アウト*サイダー
さっきのアンポンタンで可愛いボクちゃんなケイは何処へ?
彼のこういう豹変は本当に心臓に悪い。私、いつか心臓を悪くしてしまう気がする。
「でも、もう無理じゃない?」
ケイが楽しそうに目を細めた。
「えぇ?」
私は疲れきった老婆のような声しか出ない。
「ハスミと俺、キスもハグもしちゃってるから。これって不健全なお付き合いでしょ?」
害の無さそうな笑顔で私の腰に手を回す。私が身動き取れないのを良いことに、ケイはより体を密着させるようにして私の肩に顎を乗せた。
「……じゃないと、俺、ハスミの特別になれない」
体温の高いケイの熱が伝わってくる。
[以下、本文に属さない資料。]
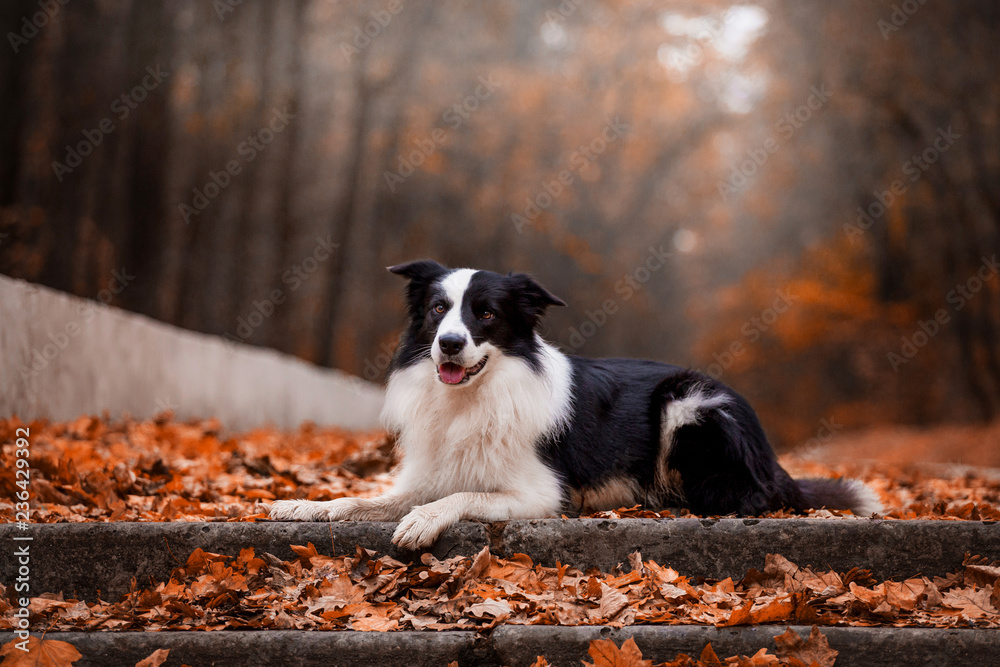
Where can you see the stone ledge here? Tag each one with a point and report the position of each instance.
(81, 558)
(519, 645)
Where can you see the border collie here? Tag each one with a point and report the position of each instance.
(494, 423)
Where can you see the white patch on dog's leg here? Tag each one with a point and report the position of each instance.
(424, 524)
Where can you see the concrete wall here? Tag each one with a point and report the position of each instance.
(62, 356)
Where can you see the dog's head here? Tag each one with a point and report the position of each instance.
(461, 319)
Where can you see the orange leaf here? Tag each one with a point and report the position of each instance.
(40, 653)
(708, 655)
(815, 649)
(154, 659)
(606, 654)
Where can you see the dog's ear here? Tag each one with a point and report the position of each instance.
(422, 274)
(534, 298)
(421, 270)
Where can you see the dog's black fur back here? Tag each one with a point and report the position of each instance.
(724, 462)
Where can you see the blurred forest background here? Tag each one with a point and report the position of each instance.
(801, 198)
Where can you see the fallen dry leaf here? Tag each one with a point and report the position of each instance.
(814, 649)
(41, 653)
(154, 659)
(605, 653)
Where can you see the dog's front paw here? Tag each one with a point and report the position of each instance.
(311, 510)
(422, 526)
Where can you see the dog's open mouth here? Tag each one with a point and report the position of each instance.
(450, 373)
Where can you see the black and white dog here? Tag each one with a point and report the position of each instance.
(493, 423)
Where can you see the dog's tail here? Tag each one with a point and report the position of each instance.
(841, 494)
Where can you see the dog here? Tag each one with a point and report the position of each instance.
(493, 423)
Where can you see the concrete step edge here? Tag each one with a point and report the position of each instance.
(519, 645)
(80, 559)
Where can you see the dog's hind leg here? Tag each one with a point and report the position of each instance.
(390, 507)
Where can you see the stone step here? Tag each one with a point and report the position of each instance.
(83, 558)
(518, 646)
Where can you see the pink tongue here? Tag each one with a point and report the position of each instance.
(451, 373)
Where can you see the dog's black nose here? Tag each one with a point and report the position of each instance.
(451, 344)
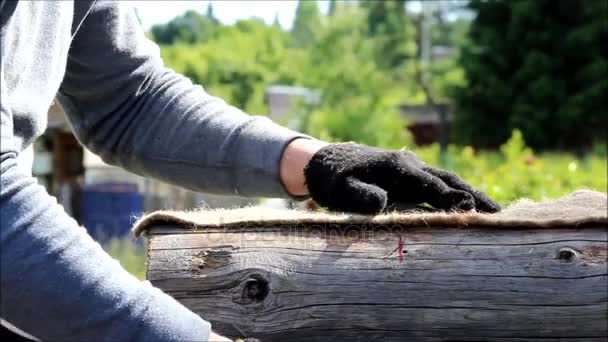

彼には私のうるさい心臓の音が聞こえているだろう。
「ケイ、まだ拗ねてたんだね」
彼の腕に触れると、離されると思ったのか少しだけ力が入った。それを安心させるように、優しく撫でる。
「別に。自分で言ったことだから。ハスミが友達とばっかり笑ってても、俺が居なくたって全然楽しそうでも、別にいい」
モゴモゴとはっきりしない口調は、もはや小さい子がお母さんに構ってほしい時のそれと同じだ。